III. APPLICATION OF ARTICLE 41 OF THE CONVENTION
- Article 41 of the Convention provides:
“If the Court finds that there has been a
violation of the Convention or the Protocols thereto, and if the
internal law of the High Contracting Party concerned allows only
partial reparation to be made, the Court shall, if necessary, afford
just satisfaction to the injured party.”
A. Damage
- The
applicant claimed RUR 17,890.13 in respect of pecuniary damage,
comprising the judgment debt in the amount of RUR 10,543.59 and
interest calculated on the basis of the refinancing rate of the
Central Bank of Russia in the amount of RUR 7,346.54. She also
claimed 20,000 euros (EUR) for non-pecuniary damage.
- The
Government considered that should the Court find a violation in this
case that would in itself constitute sufficient just satisfaction.
However, should the Court find it necessary to award damages, the
amount of the award should be calculated with regard to the
particular circumstances of the case and to the Court’s
case-law, for example the Burdov judgment cited above.
- The
Court notes that after the applicant had submitted her claims for
just satisfaction the judgment in her favour was executed. Having
regard to the evidence in its possession, the Court awards the
applicant the amount of RUR 7,346.54 for pecuniary damage.
- The
Court considers that the applicant must have suffered distress and
frustration resulting from the State authorities’ failure to
execute a final judicial decision in her favour, and that this cannot
be sufficiently compensated for by the finding of a violation.

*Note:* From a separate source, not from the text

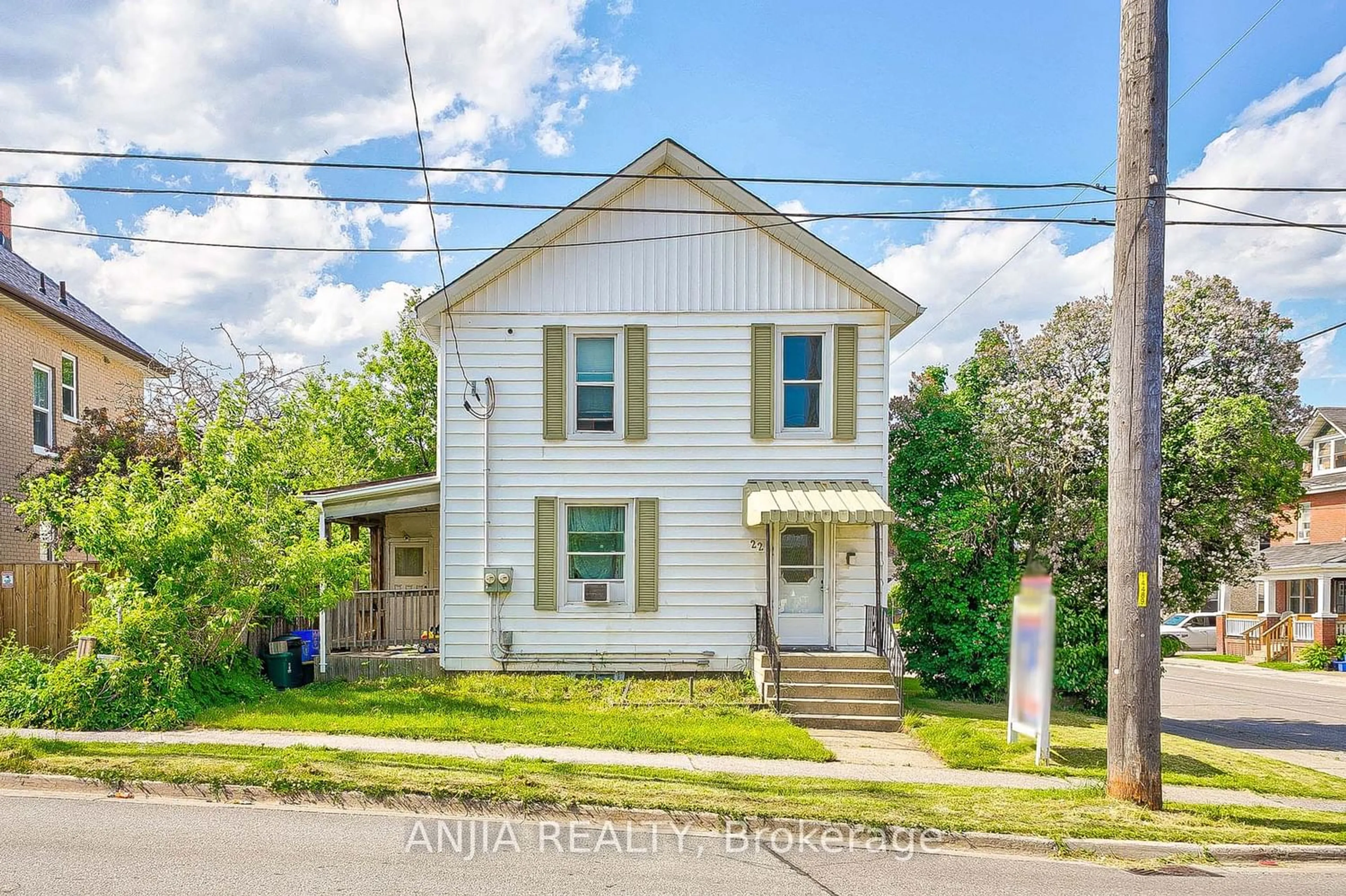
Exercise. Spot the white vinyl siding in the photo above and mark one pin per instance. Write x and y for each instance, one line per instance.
(740, 271)
(696, 460)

However, the amount claimed appears excessive. The Court has taken
into account the award it made in the case of Burdov (cited
above), the nature of the decision whose non enforcement was at
issue in the present case, the delay in the execution proceedings and
other relevant aspects. Making its assessment on an equitable basis,
it awards the applicant EUR 2,400 in respect of non-pecuniary damage,
plus any tax that may be chargeable on that amount.
B. Costs and expenses
- The
applicant did not make any claims in respect of the costs and
expenses incurred before the domestic courts and before the Court.
- Accordingly,
the Court makes no award under this head.
C. Default interest
- The
Court considers it appropriate that the default interest should be
based on the marginal lending rate of the European Central Bank, to
which should be added three percentage points.
FOR THESE REASONS, THE COURT UNANIMOUSLY
- Declares the application admissible;
- Holds that there has been a violation of Article
6 of the Convention;
- Holds that there has been a violation of Article
1 of Protocol No. 1 to the Convention;
- Holds
(a) that
the respondent State is to pay the applicant, within three months
from the date on which the judgment becomes final in accordance with
Article 44 § 2 of the Convention, RUR 7,346.54
(seven thousand three hundred and forty-six roubles and fifty-four
kopecks) in respect of pecuniary damage and EUR 2,400 (two thousand
four hundred euros) in respect of non-pecuniary damage, plus any tax
that may be chargeable;
(b) that
from the expiry of the above-mentioned three months until settlement
simple interest shall be payable on the above amounts at a rate equal
to the marginal lending rate of the European Central Bank during the
default period plus three percentage points;
- Dismisses the remainder of the applicant’s
claim for just satisfaction.
Done in English, and notified in writing on 13 July 2006, pursuant to
Rule 77 §§ 2 and 3 of the Rules of Court.